Architecture Walk-Through
A Transformer encoder consists of these building blocks, stacked N times:
1. Token Embedding
Each word (or subword token) is mapped to a dense vector — a point in high-dimensional space where similar words land close together.
2. Positional Encoding
Because attention sees all tokens simultaneously, the model would otherwise have no idea which word comes first. Positional encodings inject position information into each token’s vector before it enters the attention layers. (See the dedicated PE posts for all the variants.)
3. Multi-Head Self-Attention
This is the heart of the Transformer. Each token computes three vectors — a Query (what I’m looking for), a Key (what I offer), and a Value (what I’ll contribute). The model computes pairwise relevance scores, normalises them with a softmax, then mixes the value vectors accordingly. Running this process in parallel across h heads lets the model capture different types of relationships simultaneously.

4. Add & Layer Norm
A residual connection adds the attention output back to the input, then layer normalisation stabilises training. This pattern repeats after every sub-layer and is crucial for training deep stacks.
5. Feed-Forward Network
Two linear layers with a non-linearity (typically GELU or ReLU) applied independently to each token position. This is where the model “thinks” about each token after mixing information via attention.
Reading Roadmap
- Start with Self-Attention and Scaled Dot-Product Attention.
- Then learn QKV, attention masks, and multi-head attention.
- After that, study positional encodings and their modern long-context variants.
- Finally, zoom out with The Transformer Block to see how everything composes into one layer.
Where Transformers Are Used Today
| Domain | Model | What it does |
|---|---|---|
| Language | GPT-4, LLaMA 3 | Generate and understand text |
| Language | BERT, RoBERTa | Classify, extract, embed text |
| Vision | ViT, Swin | Classify and segment images |
| Audio | Whisper | Transcribe speech |
| Biology | AlphaFold 2 | Predict protein structure |
| Multi-modal | CLIP, Gemini | Connect text + images |
Encoders, Decoders, and Hybrids
- Encoder-only (BERT): reads the full sequence bidirectionally; great for understanding tasks.
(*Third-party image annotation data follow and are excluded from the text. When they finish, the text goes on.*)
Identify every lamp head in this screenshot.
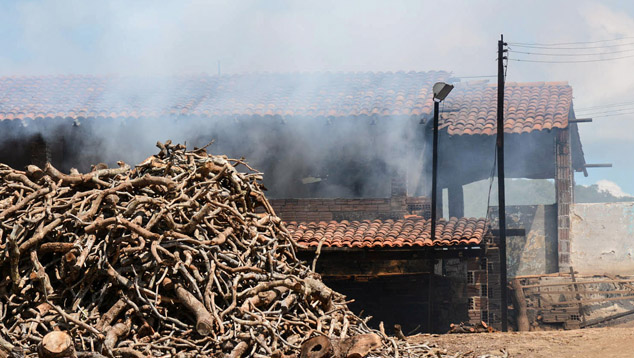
[433,82,453,102]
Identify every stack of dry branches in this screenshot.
[0,141,454,358]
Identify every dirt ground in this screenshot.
[408,324,634,358]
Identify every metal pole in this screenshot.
[431,99,440,241]
[497,35,508,332]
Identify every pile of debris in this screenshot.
[0,141,454,357]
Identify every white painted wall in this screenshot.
[570,202,634,275]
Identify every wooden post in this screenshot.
[496,36,508,332]
[448,184,464,218]
[511,278,530,332]
[431,99,442,241]
[570,266,586,323]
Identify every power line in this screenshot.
[509,48,634,56]
[508,36,634,46]
[576,101,634,111]
[592,111,634,118]
[455,75,497,78]
[509,55,634,63]
[509,42,634,51]
[579,108,634,116]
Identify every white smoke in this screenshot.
[596,179,632,198]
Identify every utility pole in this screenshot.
[431,82,453,246]
[431,98,440,241]
[496,35,508,332]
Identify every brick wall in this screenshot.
[555,128,573,272]
[467,253,500,328]
[270,196,431,221]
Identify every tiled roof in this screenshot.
[0,71,572,135]
[440,82,572,135]
[286,217,489,248]
[0,71,450,120]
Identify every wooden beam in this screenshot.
[543,296,634,308]
[491,229,526,236]
[522,280,634,288]
[447,184,464,218]
[581,310,634,328]
[524,290,632,296]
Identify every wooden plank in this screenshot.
[581,310,634,328]
[511,279,530,332]
[524,287,634,296]
[544,296,634,307]
[570,266,586,322]
[522,279,634,289]
[515,272,577,280]
[605,273,634,291]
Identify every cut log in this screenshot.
[511,279,530,332]
[299,336,334,358]
[37,331,77,358]
[346,333,381,358]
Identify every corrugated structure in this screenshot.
[441,82,572,135]
[0,71,450,120]
[287,217,490,248]
[0,71,572,135]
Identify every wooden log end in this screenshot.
[299,336,334,358]
[38,331,76,358]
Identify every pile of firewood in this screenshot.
[0,142,456,358]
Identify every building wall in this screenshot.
[570,202,634,274]
[490,205,558,277]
- Decoder-only (GPT): reads left-to-right and predicts the next token; great for generation.
- Encoder–Decoder (T5, original Transformer): encodes a source sequence, then decodes a target; great for translation and summarisation.
Why the Architecture Scaled So Well
Transformers won not because attention is mathematically elegant, but because the whole stack lines up with modern compute:
- self-attention parallelises well on GPUs and TPUs;
- the same layer can be repeated dozens or hundreds of times;
- the architecture does not assume language specifically, only sequences of tokens;
- scaling data, model size, and context length tends to improve performance smoothly.
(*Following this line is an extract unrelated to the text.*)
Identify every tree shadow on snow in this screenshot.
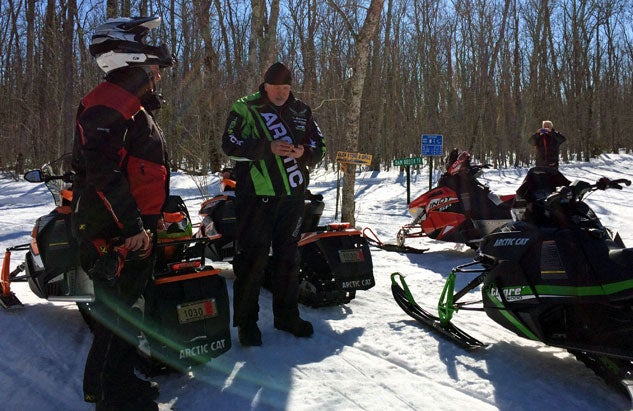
[438,341,630,410]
That combination made Transformers less like a one-off NLP model and more like a general-purpose interface between data and computation.

What This Overview Should Leave You With
The Transformer is not one trick. It is a clean composition of simple blocks that together solve three hard problems at once:
- how to model long-range dependencies;
- how to train efficiently at scale;
- how to reuse the same backbone across many data types.
✅ Key Takeaways
- Transformers replaced sequential RNNs with parallel self-attention.
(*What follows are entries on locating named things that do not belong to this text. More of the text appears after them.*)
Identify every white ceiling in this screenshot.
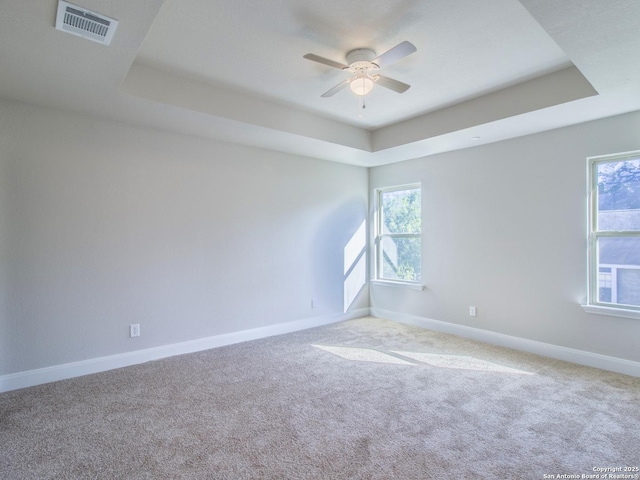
[0,0,640,166]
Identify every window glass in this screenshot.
[589,152,640,309]
[376,185,422,283]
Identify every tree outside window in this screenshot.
[589,152,640,309]
[376,185,422,283]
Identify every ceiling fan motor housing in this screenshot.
[347,48,378,73]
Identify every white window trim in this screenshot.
[369,182,425,290]
[582,150,640,319]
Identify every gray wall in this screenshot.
[369,113,640,361]
[0,102,368,374]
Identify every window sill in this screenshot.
[369,280,424,290]
[581,305,640,320]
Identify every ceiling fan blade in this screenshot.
[371,40,417,68]
[303,53,349,70]
[376,75,411,93]
[320,78,353,97]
- Each layer has two sub-layers: multi-head attention and a feed-forward network, both with residual connections.
- Positional encodings compensate for the order-agnostic nature of attention.
- The same architecture works across text, images, audio, and biology by changing inputs and objectives.
References
- [1] Vaswani, A. et al. (2017). Attention Is All You Need.
- Devlin, J. et al. (2018). BERT: Pre-training of Deep Bidirectional Transformers for Language Understanding.
- Dosovitskiy, A. et al. (2020). An Image is Worth 16x16 Words: Transformers for Image Recognition at Scale.
- [2] https://www.sscardapane.it/alice-book/
- Zhang, Lipton, Li, and Smola. Dive into Deep Learning, chapters on attention and Transformers.